Here’s the (incendiary) headline: Test Scores Show Dramatic Declines!
Here’s the truth: this set of test scores tells us nothing for certain. The data are apples-to-oranges-to bowling balls muddled. If anything, if you still believe test scores give us valuable information, the data might be mildly encouraging, considering what students have encountered over the past 18 months.
More about the numbers later. First, let me share with you the moment I stopped believing that standardized test data had any valid role in determining whether students or schools were successful.
I was attending a State Board of Education meeting in Lansing. These are monthly day-long affairs where education policy and affairs are discussed and instituted. (Sometimes, the legislature passes different laws, in an attempt to undermine the State Board, but that’s not relevant in this example.) The Board, on this occasion, was setting cut scores from a round of new testing data.
I can’t tell you what year this occurred, exactly, but it was after NCLB was passed, and the Board was doing what they were supposed to do: managing the data generated by federally imposed standardized testing, grades 3-8.
Until that meeting, I assumed that there was a hard, established science to setting cut scores. I thought scores were reasonably reliable, valid measures of learning and there were pre-determined, universal clusters of students who would be labeled proficient, advanced, below basic or whatever descriptors were used. I assumed there were standard, proven psychometric protocols—percentage of correct answers, verified difficulty of questions, and so on. I was familiar with bell curves and skewed distributions and standard deviations.
What surprised me was how fluid—and even biased– the whole process seemed. There was, indeed, a highly qualified psychometrician leading the discussion, but a lot of the conversation centered on issues like: If we set the Advanced bar too low, we’ll have a quarter of the students in Michigan labeled Advanced and we can’t have that! If we move the cutoff for Basic to XX, about 40% of our students will be Below Basic—does that give us enough room for growth and enough reason to put schools under state control?

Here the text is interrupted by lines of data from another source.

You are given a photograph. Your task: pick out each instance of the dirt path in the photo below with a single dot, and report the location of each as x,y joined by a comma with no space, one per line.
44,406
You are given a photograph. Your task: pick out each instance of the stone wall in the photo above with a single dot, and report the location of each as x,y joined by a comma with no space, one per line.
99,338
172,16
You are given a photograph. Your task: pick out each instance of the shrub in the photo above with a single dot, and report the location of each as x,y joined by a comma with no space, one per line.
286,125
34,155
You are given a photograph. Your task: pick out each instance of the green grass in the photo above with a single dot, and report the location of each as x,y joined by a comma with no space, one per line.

The phrase “set the bar high” was used repeatedly. The word “proficient” became meaningless. The Board spent hours moving cut bars up and down, labeling groups of students to support their own well-meant theories about whether certain schools were “good” and others needed to be shut down. So much for science.
The problem is this: You can’t talk about good schools or good teachers or even “lost learning” any more, without a mountain of numbers. Which can be inscrutable to nearly everyone, including those making policies impacting millions of children. When it comes to standardized test score analysis, we are collectively illiterate. And this year’s data? It’s meaningless.

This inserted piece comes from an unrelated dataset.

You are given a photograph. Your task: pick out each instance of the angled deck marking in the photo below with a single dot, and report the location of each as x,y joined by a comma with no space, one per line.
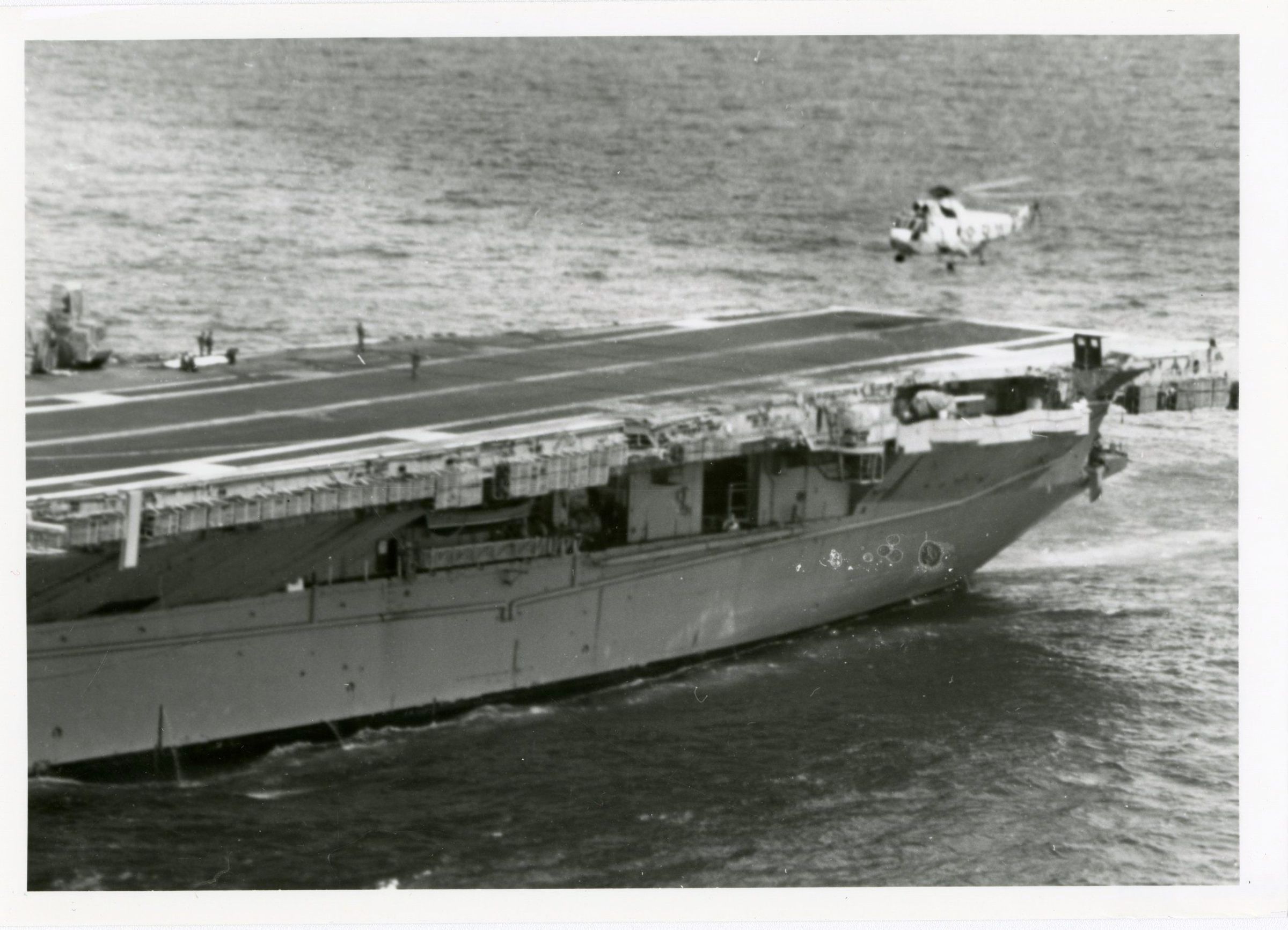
118,397
619,368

Bridge Magazine (headline: Test Scores Slump) provides up/down testing data for every school district in Michigan. The accompanying article includes plenty of expert opinion on how suspect and incomplete the numbers are, but starts out with sky-is-falling paragraphs: In English, the share of third-graders considered “proficient” or higher dropped from 45.1 percent to 42.8 percent; in sixth-grade math, from 35.1 percent to 28.6 percent; in eighth-grade social studies, from 28 percent to 25.9 percent.
These are, of course, aggregated statewide numbers. Down a few percent, pretty much across the board. Unsurprising, given the conditions under which most elementary and middle school students were learning. Down the most for students of color and those in poverty—again, unsurprising. Still, there’s also immense score variance, school to school, even grade to grade. The aggregate numbers don’t tell the whole story–or even the right story.
The media seemed to prefer a bad-news advertising campaign for the alarming idea that our kids are falling further behind. Behind whom, is what I want to know? Aren’t we all in this together? Is a two-point-something score drop while a virus rages reason to clutch your academic pearls?
Furthermore: what does ‘proficient’ even mean? It’s a word which appears repeatedly, with absolutely no precise definition. Everybody (including media) seems to think they understand it, however.
The really interesting thing was looking at district-by-district data. There were places where pretty much everybody took the tests, and schools where almost nobody did. Districts where the third grade scores dropped twenty percent while the fourth grade, in the same school, went up eight percent. What happened there—was it teachers? curriculum? It was also clear that charters, including virtual charters, were not the shining solution to pandemic learning.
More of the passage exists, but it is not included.